By applying the defintions of translational kinetic and gravitational potential energies and work, this expression is now expanded:

$m\cdot g \cdot y_{1} + \frac{1}{2}\cdot m\cdot v_{1}^{2} = m\cdot g \cdot y_{2} + \frac{1}{2}\cdot m\cdot v_{2}^{2} + \mu_{k}\cdot m \cdot g \cdot \cos \theta$

Where:

$m$ - Mass of the crate, measured in kilograms.

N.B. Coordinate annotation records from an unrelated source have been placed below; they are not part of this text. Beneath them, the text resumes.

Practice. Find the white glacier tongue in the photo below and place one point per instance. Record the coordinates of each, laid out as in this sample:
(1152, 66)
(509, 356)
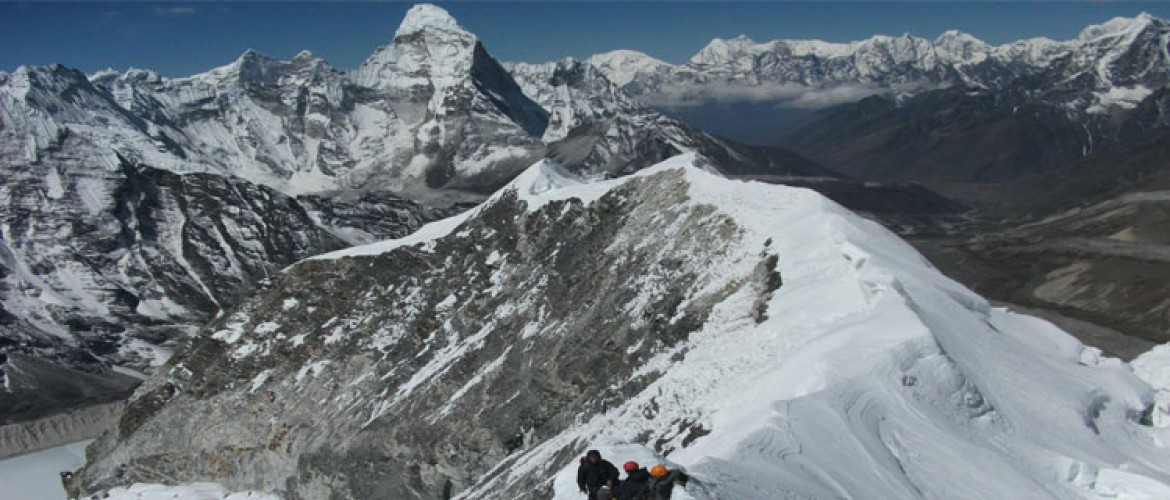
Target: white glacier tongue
(871, 376)
(426, 16)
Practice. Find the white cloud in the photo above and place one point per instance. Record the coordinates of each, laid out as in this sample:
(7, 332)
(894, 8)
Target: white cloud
(784, 95)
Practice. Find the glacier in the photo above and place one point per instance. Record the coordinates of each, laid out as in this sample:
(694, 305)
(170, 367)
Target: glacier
(811, 354)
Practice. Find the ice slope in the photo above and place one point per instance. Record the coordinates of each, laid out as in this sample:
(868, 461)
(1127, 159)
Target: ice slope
(810, 354)
(869, 376)
(1121, 53)
(35, 475)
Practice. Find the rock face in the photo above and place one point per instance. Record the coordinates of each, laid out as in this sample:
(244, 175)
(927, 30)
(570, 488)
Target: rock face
(765, 338)
(138, 206)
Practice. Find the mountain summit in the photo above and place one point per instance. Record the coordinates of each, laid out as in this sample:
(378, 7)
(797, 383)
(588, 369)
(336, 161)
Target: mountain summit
(763, 337)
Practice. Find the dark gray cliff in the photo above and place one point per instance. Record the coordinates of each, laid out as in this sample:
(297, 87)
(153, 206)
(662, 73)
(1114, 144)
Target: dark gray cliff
(412, 372)
(122, 265)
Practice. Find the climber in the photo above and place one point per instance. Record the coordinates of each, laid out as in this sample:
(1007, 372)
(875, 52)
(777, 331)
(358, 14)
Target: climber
(662, 481)
(633, 487)
(596, 472)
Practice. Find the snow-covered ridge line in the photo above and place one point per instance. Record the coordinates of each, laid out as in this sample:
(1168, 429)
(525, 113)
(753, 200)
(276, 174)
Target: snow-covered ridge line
(830, 360)
(814, 73)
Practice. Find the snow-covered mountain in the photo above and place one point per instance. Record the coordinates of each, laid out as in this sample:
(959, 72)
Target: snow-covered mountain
(136, 206)
(1115, 63)
(763, 337)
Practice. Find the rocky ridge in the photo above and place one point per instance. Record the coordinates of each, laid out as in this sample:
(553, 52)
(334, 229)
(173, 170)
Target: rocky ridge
(736, 328)
(137, 206)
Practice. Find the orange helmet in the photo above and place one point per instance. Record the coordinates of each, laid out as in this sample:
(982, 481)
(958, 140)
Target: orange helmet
(658, 471)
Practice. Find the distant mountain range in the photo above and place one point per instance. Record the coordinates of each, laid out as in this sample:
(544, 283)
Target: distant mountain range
(1116, 63)
(137, 206)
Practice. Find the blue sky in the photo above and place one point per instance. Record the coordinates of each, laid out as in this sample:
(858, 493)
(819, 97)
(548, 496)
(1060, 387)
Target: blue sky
(179, 39)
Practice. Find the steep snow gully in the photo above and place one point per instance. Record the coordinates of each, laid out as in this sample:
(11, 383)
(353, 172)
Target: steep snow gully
(811, 354)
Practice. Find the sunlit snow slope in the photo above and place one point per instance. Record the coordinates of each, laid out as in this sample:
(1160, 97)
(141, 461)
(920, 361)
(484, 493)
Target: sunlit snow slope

$g$ - Gravitational acceleration, measured in meters per square second.

$y_{1}$ , $y_{2}$ - Initial and final height of the crate, measured in meters.

$v_{1}$ , $v_{2}$ - Initial and final speeds of the crate, measured in meters per second.

$\mu_{k}$ - Kinetic coefficient of friction, dimensionless.

$\theta$ - Ramp inclination, measured in sexagesimal degrees.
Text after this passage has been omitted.